Alexandria had a job with mandatory overtime, working 12 to 14 hours a day. They only time she would see Jailine was in the morning before school.

“I know it was hard for her,” Alexandria said.

The Garcias (from left): Bella, Nicolas, Nicolas, Jailine and Alexandria.

Given the instability in her life, you could understand if Jailine rebelled. Instead, she threw herself into her schoolwork.

“She studied harder. She made sure she was making the grades,” Alexandria said. “She was working hard to show me what I’m doing was worth it.”

How do you say thank you?

While living in New Jersey, Alexandria attended Our Lady of Perpetual Hope, a small Catholic grammar school. She liked the small classes and the way the faculty and staff looked after the students. She liked the structure that comes with a religious education.

Alexandria wanted the same for her oldest daughter, so, with the help of a Florida Tax Credit Scholarship, Jailine attended St. Cecelia Interparochial Catholic School from sixth to eighth grade.

After that, Jailine moved on to Clearwater Central Catholic, where she thrived as a freshman. She found the coursework motivating and the teachers eager to stay after class or after school to provide extra help.

But, Jailine longed to attend a Pinellas County magnet school for its medical program, and when a spot opened, she left Clearwater Central Catholic after her freshman year, intent on getting a jump on her career in pediatrics.

The move proved to be a mistake.

She found the teachers unavailable for extra help, the classes too big for her needs. In one, Jailine sat at the teacher’s desk, because it was the only available seat.

“It was an awkward transition,” Jailine said.

Her grades fell, and she worried if she was ruining her chance of attending a top university.

“It wasn’t long, but I knew it just wasn’t right,” Jailine said. “I was not doing well there at all. It was like, ‘OK, you might need to come back to CCC.’”

By the start of the second semester, Jailine was back at Clearwater Central Catholic. Back to its nurturing environment. Back to the honor rolls.

“Honestly,” Jailine said, “it was probably the best thing I have ever done.”

Alexandria, sitting next to Jailine in a spacious conference room on the high school campus, pumped her right fist, smiled and quietly said, “Yes.”

What mother doesn’t want to hear that confirmation from their teenage daughter?

“It makes us feel good, because we’re sending her on the right path,” Alexandria said. “And when she graduates, hopefully that path will take her to a better tomorrow, where she wants to go, where she favors to go.”

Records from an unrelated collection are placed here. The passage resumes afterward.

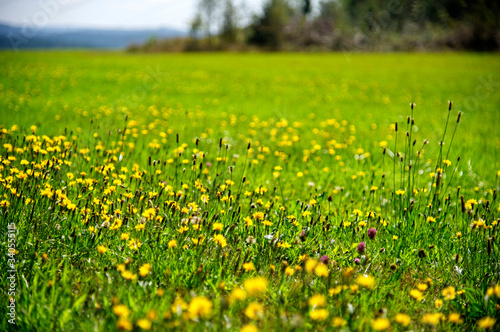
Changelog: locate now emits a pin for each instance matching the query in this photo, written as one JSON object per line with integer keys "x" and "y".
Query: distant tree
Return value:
{"x": 268, "y": 29}
{"x": 229, "y": 30}
{"x": 306, "y": 7}
{"x": 207, "y": 9}
{"x": 196, "y": 26}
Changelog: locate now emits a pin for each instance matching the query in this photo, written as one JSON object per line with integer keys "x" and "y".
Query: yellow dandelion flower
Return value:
{"x": 217, "y": 226}
{"x": 318, "y": 314}
{"x": 402, "y": 319}
{"x": 237, "y": 294}
{"x": 144, "y": 324}
{"x": 310, "y": 265}
{"x": 102, "y": 249}
{"x": 431, "y": 318}
{"x": 422, "y": 287}
{"x": 121, "y": 310}
{"x": 338, "y": 322}
{"x": 381, "y": 324}
{"x": 416, "y": 294}
{"x": 486, "y": 323}
{"x": 366, "y": 281}
{"x": 249, "y": 328}
{"x": 200, "y": 307}
{"x": 317, "y": 300}
{"x": 253, "y": 310}
{"x": 289, "y": 271}
{"x": 321, "y": 270}
{"x": 455, "y": 318}
{"x": 449, "y": 293}
{"x": 124, "y": 324}
{"x": 255, "y": 286}
{"x": 144, "y": 270}
{"x": 221, "y": 240}
{"x": 249, "y": 267}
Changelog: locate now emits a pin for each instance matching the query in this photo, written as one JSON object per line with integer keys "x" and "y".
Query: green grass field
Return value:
{"x": 249, "y": 191}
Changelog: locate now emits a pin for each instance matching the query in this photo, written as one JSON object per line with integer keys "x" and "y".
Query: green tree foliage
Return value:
{"x": 229, "y": 30}
{"x": 268, "y": 30}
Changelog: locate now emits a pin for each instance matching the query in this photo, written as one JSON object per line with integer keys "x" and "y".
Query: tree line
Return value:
{"x": 340, "y": 25}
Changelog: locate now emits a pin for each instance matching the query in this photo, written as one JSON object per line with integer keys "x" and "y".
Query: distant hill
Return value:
{"x": 12, "y": 37}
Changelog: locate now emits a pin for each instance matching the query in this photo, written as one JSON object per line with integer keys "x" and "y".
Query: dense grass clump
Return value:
{"x": 224, "y": 192}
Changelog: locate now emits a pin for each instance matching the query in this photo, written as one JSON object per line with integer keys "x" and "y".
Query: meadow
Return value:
{"x": 351, "y": 192}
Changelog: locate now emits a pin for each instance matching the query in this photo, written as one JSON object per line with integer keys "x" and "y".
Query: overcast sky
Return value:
{"x": 105, "y": 13}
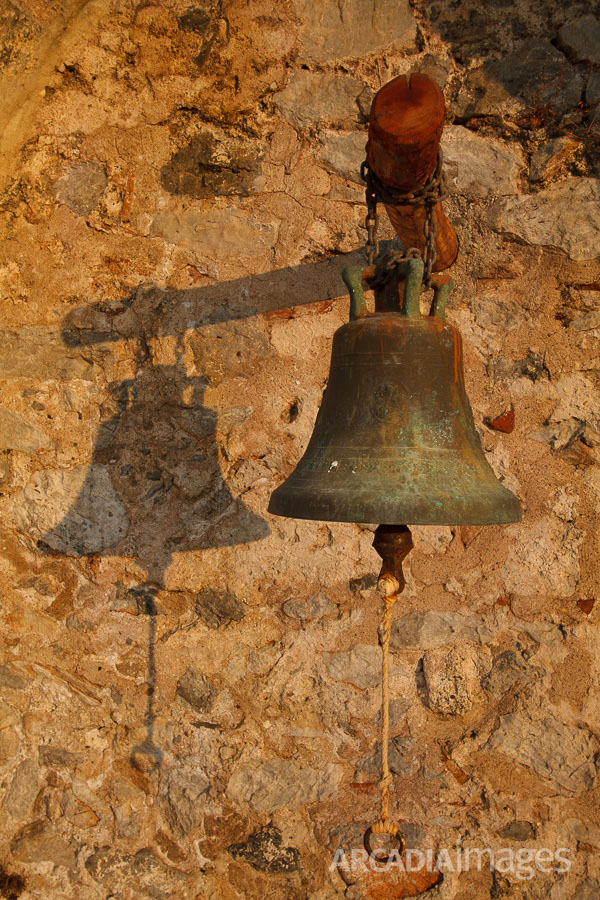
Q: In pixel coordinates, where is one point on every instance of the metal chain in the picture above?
(428, 195)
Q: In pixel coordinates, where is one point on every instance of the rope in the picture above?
(389, 588)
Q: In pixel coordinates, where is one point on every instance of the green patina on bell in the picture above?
(394, 439)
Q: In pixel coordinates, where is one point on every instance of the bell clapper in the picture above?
(393, 543)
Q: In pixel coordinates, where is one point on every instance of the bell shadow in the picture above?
(164, 493)
(155, 482)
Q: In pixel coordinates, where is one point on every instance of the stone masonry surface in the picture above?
(189, 687)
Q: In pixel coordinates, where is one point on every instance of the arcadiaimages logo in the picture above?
(523, 862)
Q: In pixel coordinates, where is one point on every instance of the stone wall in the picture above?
(190, 687)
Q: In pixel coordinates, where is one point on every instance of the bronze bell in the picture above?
(394, 439)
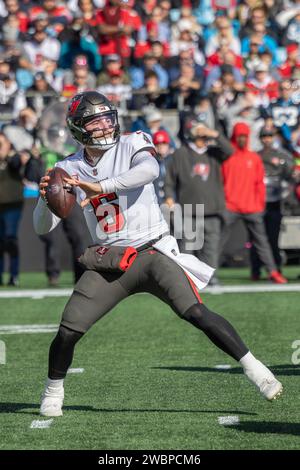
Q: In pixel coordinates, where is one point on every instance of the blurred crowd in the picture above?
(216, 65)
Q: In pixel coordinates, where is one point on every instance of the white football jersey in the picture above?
(129, 217)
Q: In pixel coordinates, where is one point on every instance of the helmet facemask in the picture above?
(100, 131)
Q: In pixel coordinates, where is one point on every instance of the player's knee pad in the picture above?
(11, 246)
(68, 337)
(199, 315)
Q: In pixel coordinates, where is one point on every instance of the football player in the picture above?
(113, 175)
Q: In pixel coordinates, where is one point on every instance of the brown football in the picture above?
(60, 196)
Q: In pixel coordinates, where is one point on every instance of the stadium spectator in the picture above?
(80, 63)
(262, 86)
(144, 46)
(279, 167)
(13, 8)
(87, 8)
(77, 39)
(150, 64)
(151, 122)
(116, 90)
(112, 65)
(151, 93)
(186, 88)
(187, 41)
(292, 62)
(57, 13)
(244, 110)
(116, 27)
(194, 176)
(12, 167)
(245, 195)
(40, 43)
(266, 42)
(185, 57)
(40, 94)
(158, 22)
(224, 31)
(285, 111)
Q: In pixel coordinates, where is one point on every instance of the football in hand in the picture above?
(60, 196)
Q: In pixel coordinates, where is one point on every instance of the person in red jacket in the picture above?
(245, 196)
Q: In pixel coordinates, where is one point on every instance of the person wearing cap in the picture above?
(80, 63)
(77, 39)
(151, 93)
(116, 27)
(12, 167)
(278, 166)
(245, 196)
(41, 44)
(116, 90)
(262, 85)
(161, 140)
(194, 176)
(112, 66)
(285, 111)
(292, 62)
(150, 63)
(40, 94)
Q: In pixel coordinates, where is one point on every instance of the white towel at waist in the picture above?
(199, 272)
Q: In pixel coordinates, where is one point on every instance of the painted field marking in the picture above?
(228, 420)
(41, 293)
(41, 424)
(21, 329)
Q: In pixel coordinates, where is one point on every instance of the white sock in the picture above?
(55, 383)
(255, 370)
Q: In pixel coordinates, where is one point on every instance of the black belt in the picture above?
(150, 243)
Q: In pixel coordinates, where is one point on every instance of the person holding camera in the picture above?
(12, 167)
(245, 195)
(194, 176)
(278, 166)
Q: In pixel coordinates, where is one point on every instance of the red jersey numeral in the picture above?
(108, 214)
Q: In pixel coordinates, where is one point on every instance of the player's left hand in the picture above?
(91, 189)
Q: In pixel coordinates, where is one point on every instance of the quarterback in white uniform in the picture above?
(113, 176)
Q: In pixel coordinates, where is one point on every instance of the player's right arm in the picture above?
(43, 219)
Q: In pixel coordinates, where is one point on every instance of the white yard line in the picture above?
(34, 293)
(228, 420)
(266, 287)
(21, 329)
(77, 370)
(253, 288)
(41, 424)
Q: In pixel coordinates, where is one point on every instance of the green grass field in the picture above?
(149, 379)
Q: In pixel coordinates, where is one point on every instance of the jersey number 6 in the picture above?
(108, 214)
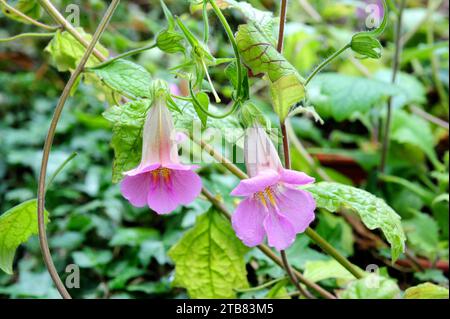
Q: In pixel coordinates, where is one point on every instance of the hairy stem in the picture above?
(27, 35)
(125, 55)
(27, 18)
(58, 17)
(49, 142)
(395, 69)
(283, 11)
(266, 250)
(325, 63)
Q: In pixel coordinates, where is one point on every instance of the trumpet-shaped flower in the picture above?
(273, 206)
(160, 181)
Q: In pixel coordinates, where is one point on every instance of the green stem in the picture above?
(334, 253)
(395, 69)
(49, 142)
(59, 18)
(27, 35)
(124, 55)
(325, 63)
(27, 18)
(60, 168)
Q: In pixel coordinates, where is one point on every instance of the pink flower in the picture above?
(273, 205)
(160, 181)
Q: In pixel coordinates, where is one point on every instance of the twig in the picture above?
(27, 18)
(395, 69)
(266, 250)
(48, 145)
(429, 117)
(58, 17)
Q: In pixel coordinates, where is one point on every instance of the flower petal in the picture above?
(186, 186)
(160, 198)
(297, 206)
(256, 184)
(280, 232)
(135, 189)
(247, 222)
(295, 178)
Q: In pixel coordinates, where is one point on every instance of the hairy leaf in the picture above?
(374, 211)
(426, 291)
(126, 78)
(209, 259)
(16, 227)
(371, 287)
(128, 123)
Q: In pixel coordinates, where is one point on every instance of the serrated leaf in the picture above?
(371, 287)
(30, 8)
(126, 78)
(343, 97)
(374, 211)
(17, 225)
(426, 291)
(209, 259)
(422, 232)
(66, 52)
(260, 56)
(128, 122)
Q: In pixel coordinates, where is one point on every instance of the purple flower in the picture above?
(273, 206)
(160, 181)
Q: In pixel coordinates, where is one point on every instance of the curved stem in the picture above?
(124, 55)
(395, 69)
(58, 17)
(27, 35)
(288, 269)
(325, 63)
(266, 250)
(27, 18)
(283, 11)
(197, 103)
(48, 145)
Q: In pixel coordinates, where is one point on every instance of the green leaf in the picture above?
(422, 232)
(337, 232)
(343, 97)
(260, 56)
(126, 78)
(66, 52)
(426, 291)
(128, 122)
(30, 8)
(371, 287)
(366, 43)
(17, 225)
(170, 41)
(374, 211)
(321, 270)
(209, 259)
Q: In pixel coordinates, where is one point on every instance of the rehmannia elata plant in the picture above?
(164, 135)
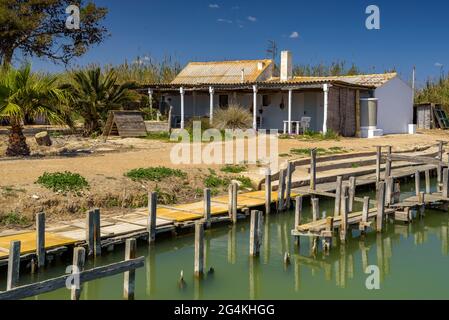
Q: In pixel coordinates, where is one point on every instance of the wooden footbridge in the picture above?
(281, 190)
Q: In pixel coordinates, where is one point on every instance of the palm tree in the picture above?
(94, 94)
(26, 94)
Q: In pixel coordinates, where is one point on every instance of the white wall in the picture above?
(395, 108)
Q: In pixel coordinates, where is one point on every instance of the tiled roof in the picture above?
(224, 72)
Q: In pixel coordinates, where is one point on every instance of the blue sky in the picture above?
(412, 32)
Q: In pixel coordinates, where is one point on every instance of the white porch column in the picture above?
(326, 103)
(290, 91)
(255, 107)
(182, 92)
(211, 106)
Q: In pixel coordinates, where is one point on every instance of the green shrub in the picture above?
(233, 168)
(14, 219)
(154, 173)
(63, 181)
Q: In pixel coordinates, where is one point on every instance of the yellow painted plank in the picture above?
(28, 242)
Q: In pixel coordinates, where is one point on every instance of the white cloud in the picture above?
(224, 20)
(294, 35)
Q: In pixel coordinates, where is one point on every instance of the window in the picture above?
(223, 101)
(266, 100)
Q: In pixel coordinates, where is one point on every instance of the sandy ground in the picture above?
(103, 164)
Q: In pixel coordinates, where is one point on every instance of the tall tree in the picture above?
(38, 28)
(22, 94)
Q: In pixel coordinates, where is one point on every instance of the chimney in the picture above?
(286, 66)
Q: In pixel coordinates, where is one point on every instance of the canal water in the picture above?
(412, 259)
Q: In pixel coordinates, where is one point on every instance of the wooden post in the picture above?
(445, 183)
(40, 239)
(338, 196)
(199, 249)
(254, 241)
(290, 169)
(281, 190)
(428, 189)
(152, 209)
(129, 281)
(352, 186)
(298, 211)
(97, 232)
(313, 169)
(417, 183)
(388, 191)
(378, 162)
(79, 256)
(380, 205)
(315, 209)
(13, 265)
(268, 191)
(207, 198)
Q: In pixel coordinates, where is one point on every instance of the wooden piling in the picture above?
(417, 183)
(378, 162)
(298, 211)
(254, 242)
(427, 175)
(352, 186)
(40, 239)
(315, 209)
(281, 190)
(290, 169)
(207, 207)
(445, 183)
(313, 169)
(13, 265)
(152, 209)
(268, 191)
(199, 249)
(338, 196)
(79, 257)
(380, 197)
(129, 281)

Jailine, who is in the International Baccalaureate program and is a member of the National and Spanish honor societies. She wants to attend the University of Florida, the next step toward realizing her dreams.

Jailine in Spain last summer during the high school trip.

That school trip to Europe cost almost $6,000. Alexandria squeezed $157 out of her paycheck every two weeks, and Jailine took jobs babysitting children in the neighborhood. Her grandmother also contributed to the fund, so Jailine could visit places like the Basílica de la Sagrada Família in Barcelona, Spain, the Vatican, the Leaning Tower of Pisa and that legendary fountain in Rome.

How do you thank your parents for their sacrifices? In Jailine’s case, you work hard in school, tutor classmates in Spanish, help take care of your younger brother and sister – put everyone else first.

And, maybe someday, Jailine might reach into her pocket for a coin so her mother can make a wish at the Trevi Fountain.

“I think that would be a dream come true, the both of us,” Alexandria said. “Knowing that she went back, and I could be there with her, that would be awesome.”